NPL: I rode many trains during the 70s and 80s and never once saw any train crew member smoking a cigarette when they were engaging in "lifting transportation"
(collecting tickets). That even then was not permitted. SEPTA Regional Rail was the first commuter rail system to ban smoking in 1985 - as a comparison the LIRR
and Metro-North banned smoking in the Spring of 1988 and Chicago's METRA in 1990...

The good point made is that SEPTA RRD has a share of slow speed limits on their tracks - I can think of one in particular that has always baffled me: The slow order
over the 5th Street crossing in Lansdale at the beginning of the Doylestown Branch which was implemented during a repair project but never lifted...

Millions of dollars have been spent since SEPTA assumed direct control of the Regional Rail lines in 1983 on various improvement projects - it would not surprise me
if the sum since then totals over a billion dollars. Under Conrail contract operation (4/1976 to 12/1982) the system struggled to stay afloat with rising costs and
the deteriorated condition of the physical plant on both the RDG and PRR/PC systems. Record inflation leading to major fare increases in 1980 led to the major
1981 service cutbacks - and ridership loss.

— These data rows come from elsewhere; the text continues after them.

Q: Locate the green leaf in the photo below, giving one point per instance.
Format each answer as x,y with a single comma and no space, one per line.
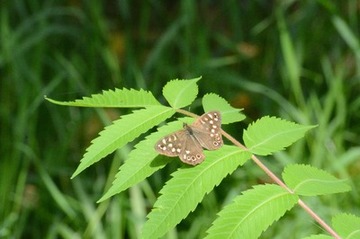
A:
309,181
229,114
120,98
270,134
252,213
142,161
320,236
347,225
121,132
181,93
185,190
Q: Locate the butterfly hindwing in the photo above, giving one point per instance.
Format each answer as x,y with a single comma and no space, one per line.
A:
189,142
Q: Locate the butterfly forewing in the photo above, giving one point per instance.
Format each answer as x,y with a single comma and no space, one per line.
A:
172,144
187,143
207,130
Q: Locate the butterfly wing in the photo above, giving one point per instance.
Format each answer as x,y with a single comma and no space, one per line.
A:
172,144
207,130
192,152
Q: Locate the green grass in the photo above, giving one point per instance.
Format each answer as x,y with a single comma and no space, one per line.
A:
299,61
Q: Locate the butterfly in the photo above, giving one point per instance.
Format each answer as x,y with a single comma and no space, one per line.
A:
189,142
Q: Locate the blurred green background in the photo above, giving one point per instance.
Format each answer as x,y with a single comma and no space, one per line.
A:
298,60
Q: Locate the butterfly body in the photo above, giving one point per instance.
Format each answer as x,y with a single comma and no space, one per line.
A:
189,142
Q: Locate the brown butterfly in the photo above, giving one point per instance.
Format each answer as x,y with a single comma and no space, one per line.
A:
189,142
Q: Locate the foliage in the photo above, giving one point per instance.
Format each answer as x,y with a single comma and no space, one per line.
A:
188,186
296,60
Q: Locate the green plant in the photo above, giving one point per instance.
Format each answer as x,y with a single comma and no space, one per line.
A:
250,213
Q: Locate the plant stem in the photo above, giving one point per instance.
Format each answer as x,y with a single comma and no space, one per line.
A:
274,178
283,185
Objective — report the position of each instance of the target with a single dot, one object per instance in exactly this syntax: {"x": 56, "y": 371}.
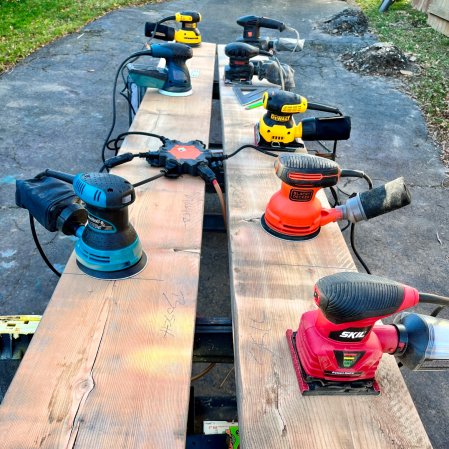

Things got bad enough that the RRD system's own survival was threatened back during those early 80s "bad old days"...
SEPTA RRD has come a long way since those rough times of the early 1980s - let's all hope they never "go back"...

MACTRAXX
  by NorthPennLimited
 
Great timeline MAC

When did they convert the Silverliners from knuckle couplers to spear couplers? 1983 / 1984?

I'm still undecided if the Quiet Car replacing the Smoking Car is progress. I'm not sure which group is more radical, the quiet car police (passengers) or the anti-smoking police. Nothing makes people crazy like arguing politics, talking in the quiet car, and smoking cigarettes.

I'm not a smoker, but I personally don't transform into The Hulk when I catch a whiff of burning tobacco. Same goes for talking on train. I could care less if the train is in complete silence, or not. I think people's cell phone manners (in public spaces) have come a long way in the last 15 years. Besides, 99% of the kids today prefer texting as their primary means of communication. I'm just glad the fad of carrying an enormous BOOM BOX on your shoulder to listen to music has passed. Thank you Sony Walkman and Apple I-Pod.
  by glennk419
 
NorthPennLimited wrote: When did they convert the Silverliners from knuckle couplers to spear couplers? 1983 / 1984?
The SLIV's always had the current spear couplers. The SLII's were delivered with tightlock couplers with a MU head below the coupler for air and signal connections. I have a picture of RDG SLII 9007 in July of 1974 which shows the newer coupler so they were most likely converted around that time to be compatible with the newly delivered GE cars.
  by hgondilon
 
x-press wrote:I was aware of auto-route, but I assumed it was already in place when I started regular riding early 2012.

Your's is the first confirmation of what I have suspected: that all it can do at control points like Wayne is "first come first served." Putting aside the issue of whether auto route is "good or bad," if the program can't be or hasn't been programmed to put expresses in front of locals when arriving within moments of each other, that seems to be a rather silly oversight.
The computer could be programmed to give trains priority based on a variety of variables; however, there are two primary reasons why it has not happened. 1. Dispatchers are slow to change, and are wary of a computer doing their job for them. 2. The companies that make train control software do not make a lot of money off of it, nor are they installing software system very often, so they have little incentive to improve the software unless they are required to by a specification. That brings up another question though, which is what functions should train control software have that it does not have now?